Misalignments between multi-modality images pose challenges in image fusion, manifesting as structural distortions and edge ghosts. Existing efforts commonly resort to registering first and fusing later, typically employing two cascaded stages for registration,i.e., coarse registration and fine registration. Both stages directly estimate the respective target deformation fields. In this paper, we argue that the separated two-stage registration is not compact, and the direct estimation of the target deformation fields is not accurate enough. To address these challenges, we propose a Cross-modality Multi-scale Progressive Dense Registration (C-MPDR) scheme, which accomplishes the coarse-to-fine registration exclusively using a one-stage optimization, thus improving the fusion performance of misaligned multi-modality images. Specifically, two pivotal components are involved, a dense Deformation Field Fusion (DFF) module and a Progressive Feature Fine (PFF) module.
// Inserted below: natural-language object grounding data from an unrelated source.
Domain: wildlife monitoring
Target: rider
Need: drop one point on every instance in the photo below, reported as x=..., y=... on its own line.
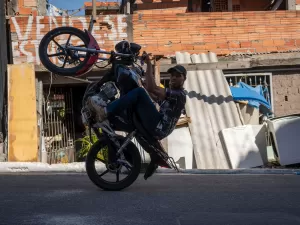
x=158, y=123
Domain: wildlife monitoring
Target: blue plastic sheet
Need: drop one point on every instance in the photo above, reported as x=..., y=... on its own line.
x=254, y=95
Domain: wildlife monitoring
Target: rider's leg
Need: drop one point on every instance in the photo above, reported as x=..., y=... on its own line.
x=139, y=100
x=142, y=104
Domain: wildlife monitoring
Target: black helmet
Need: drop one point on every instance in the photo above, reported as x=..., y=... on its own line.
x=125, y=47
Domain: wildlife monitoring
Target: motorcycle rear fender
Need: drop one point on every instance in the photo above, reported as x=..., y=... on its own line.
x=92, y=58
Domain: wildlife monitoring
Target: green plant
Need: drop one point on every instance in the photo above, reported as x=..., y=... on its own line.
x=86, y=145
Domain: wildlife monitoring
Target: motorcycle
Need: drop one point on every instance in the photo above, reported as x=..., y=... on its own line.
x=118, y=153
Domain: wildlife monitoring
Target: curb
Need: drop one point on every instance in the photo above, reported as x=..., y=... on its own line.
x=27, y=167
x=233, y=171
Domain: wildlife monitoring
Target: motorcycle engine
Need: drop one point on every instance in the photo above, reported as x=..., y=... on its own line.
x=108, y=92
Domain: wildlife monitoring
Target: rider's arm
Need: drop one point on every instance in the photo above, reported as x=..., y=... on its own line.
x=151, y=87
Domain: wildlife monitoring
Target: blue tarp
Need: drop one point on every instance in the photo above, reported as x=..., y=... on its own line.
x=254, y=96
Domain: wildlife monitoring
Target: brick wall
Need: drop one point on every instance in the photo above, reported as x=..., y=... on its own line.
x=164, y=33
x=286, y=94
x=160, y=4
x=27, y=7
x=298, y=4
x=26, y=33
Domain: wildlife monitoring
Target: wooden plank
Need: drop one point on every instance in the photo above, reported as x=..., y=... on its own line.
x=22, y=114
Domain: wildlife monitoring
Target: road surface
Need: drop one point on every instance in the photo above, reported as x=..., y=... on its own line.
x=164, y=199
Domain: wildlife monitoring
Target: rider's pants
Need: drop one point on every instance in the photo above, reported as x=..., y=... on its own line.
x=139, y=100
The DFF aggregates the predicted multi-scale deformation sub-fields at the current scale, while the PFF progressively refines the remaining misaligned features. Both work together to accurately estimate the final deformation fields. In addition, we develop a Transformer-Conv-based Fusion (TCF) subnetwork that considers local and long-range feature dependencies, allowing us to capture more informative features from the registered infrared and visible images for the generation of high-quality fused images. Extensive experimental analysis demonstrates the superiority of the proposed method in the fusion of misaligned cross-modality images.